Dr. Fisher presented data from National Surgical Adjuvant Breast and Bowel Project (NSABP) protocol B-23. Those data also showed that tamoxifen (Nolvadex) offered no additional benefit to these patients, all of whom had estrogen-receptor (ER)-negative tumors.
One objective of the study was to determine conclusively whether node-negative, ER-negative women should get tamoxifen, Dr. Fisher explained. There was no benefit from tamoxifen for ER-negative, node-negative patients, he reported.
Dr. Fisher said there was no difference in outcomes with CMF vs AC. So far, NSABP studies have shown that premenopausal, postmenopausal, node-negative, node-positive, ER-negative, and ER-positive women are all candidates for AC. There has been a swing toward using AC, and these findings should accelerate that trend.
The investigators randomized 1,003 women to AC and 1,005 to CMF. Dr. Fisher noted that it was gratifying to see that more patients with early-stage disease, particularly those with small tumors, had undergone lumpectomy rather than mastectomy. Dr. Fisher was instrumental in the development of breast-conserving surgery for early-stage breast cancer.
Patients in B-23 were randomized to four cycles of AC at standard doses given over 63 days with placebo or with tamoxifen, or to 6 cycles of CMF at standard doses given over 6 months with placebo or with tamoxifen. The average time on study was 65 months (range, 13 to 105). Study endpoints were event-free survival (EFS), relapse-free survival (RFS), and overall survival (OS). These and average annual event and mortality rates were presented through 5 years of follow-up.
Dr. Fisher reported that no significant differences in outcomes were noted among the four treatment arms (see Table). There was no disadvantage or advantage to the use of tamoxifen in these patients. There was no difference in outcomes with CMF or AC, and tamoxifen provided no advantage over chemotherapy alone. There is no justification for the administration of tamoxifen to any patient with ER-negative, node-negative, early breast cancer.
Earlier data from a preliminary subset analysis of a Southwest Oncology Group (SWOG) study actually found a detrimental effect of tamoxifen added to chemotherapy in premenopausal, ER-negative, progesterone-receptor-negative patients with early-stage breast cancer, noted discussant James N. Ingle, MD, of the Mayo Clinic, Rochester, Minnesota. The event-free survival in those patients was 88% with chemotherapy vs 82% with chemotherapy plus tamoxifen (P = 0.05), Dr. Ingle said.
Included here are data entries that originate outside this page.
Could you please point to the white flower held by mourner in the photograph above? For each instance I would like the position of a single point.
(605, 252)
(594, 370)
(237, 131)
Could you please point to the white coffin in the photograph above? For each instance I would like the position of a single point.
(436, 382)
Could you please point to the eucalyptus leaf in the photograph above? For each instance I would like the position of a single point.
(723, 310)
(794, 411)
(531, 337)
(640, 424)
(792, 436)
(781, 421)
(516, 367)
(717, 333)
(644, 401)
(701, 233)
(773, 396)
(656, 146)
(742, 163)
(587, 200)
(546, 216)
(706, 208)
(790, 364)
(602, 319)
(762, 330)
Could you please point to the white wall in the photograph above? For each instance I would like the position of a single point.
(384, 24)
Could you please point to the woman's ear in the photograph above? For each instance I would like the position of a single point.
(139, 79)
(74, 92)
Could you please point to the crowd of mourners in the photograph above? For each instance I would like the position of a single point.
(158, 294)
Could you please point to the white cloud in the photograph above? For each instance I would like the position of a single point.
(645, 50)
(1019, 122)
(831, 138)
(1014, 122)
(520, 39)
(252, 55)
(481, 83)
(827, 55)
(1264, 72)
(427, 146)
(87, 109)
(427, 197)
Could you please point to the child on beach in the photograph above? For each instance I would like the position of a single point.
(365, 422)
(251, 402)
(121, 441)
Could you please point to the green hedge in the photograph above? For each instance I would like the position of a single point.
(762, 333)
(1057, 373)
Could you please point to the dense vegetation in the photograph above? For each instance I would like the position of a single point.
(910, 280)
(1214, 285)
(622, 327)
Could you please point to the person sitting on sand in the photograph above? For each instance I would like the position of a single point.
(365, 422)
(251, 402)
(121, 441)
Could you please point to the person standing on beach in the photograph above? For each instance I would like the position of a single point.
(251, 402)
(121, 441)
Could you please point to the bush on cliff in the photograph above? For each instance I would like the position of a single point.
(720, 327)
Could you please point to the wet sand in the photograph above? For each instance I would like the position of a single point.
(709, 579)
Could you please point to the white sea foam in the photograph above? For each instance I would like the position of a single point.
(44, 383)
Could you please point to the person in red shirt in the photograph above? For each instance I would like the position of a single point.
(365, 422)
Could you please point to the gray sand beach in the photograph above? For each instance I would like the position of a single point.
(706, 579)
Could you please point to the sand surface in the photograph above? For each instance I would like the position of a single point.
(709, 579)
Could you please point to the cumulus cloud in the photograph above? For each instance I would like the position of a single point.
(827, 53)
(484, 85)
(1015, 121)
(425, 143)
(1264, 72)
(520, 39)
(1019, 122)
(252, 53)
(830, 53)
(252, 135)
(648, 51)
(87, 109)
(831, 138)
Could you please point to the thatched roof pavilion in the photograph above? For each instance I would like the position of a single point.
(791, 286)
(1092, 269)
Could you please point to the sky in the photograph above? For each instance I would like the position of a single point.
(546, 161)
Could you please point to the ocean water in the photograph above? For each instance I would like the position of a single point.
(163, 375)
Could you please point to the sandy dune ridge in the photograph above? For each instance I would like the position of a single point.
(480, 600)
An Italian trial also found more deaths in patients treated with tamoxifen alone than with tamoxifen followed by aminoglutethimide, mostly due to cardiovascular causes, Dr. Ingle said. In that trial, overall survival was superior in patients switched from tamoxifen to aminoglutethimide. He said that third-generation aromatase inhibitors are likely to be more effective and less toxic than aminoglutethimide.
The NSABP study reported by Dr. Fisher failed to demonstrate that the use of tamoxifen with chemotherapy was associated with a poorer outcome than when either was administered alone.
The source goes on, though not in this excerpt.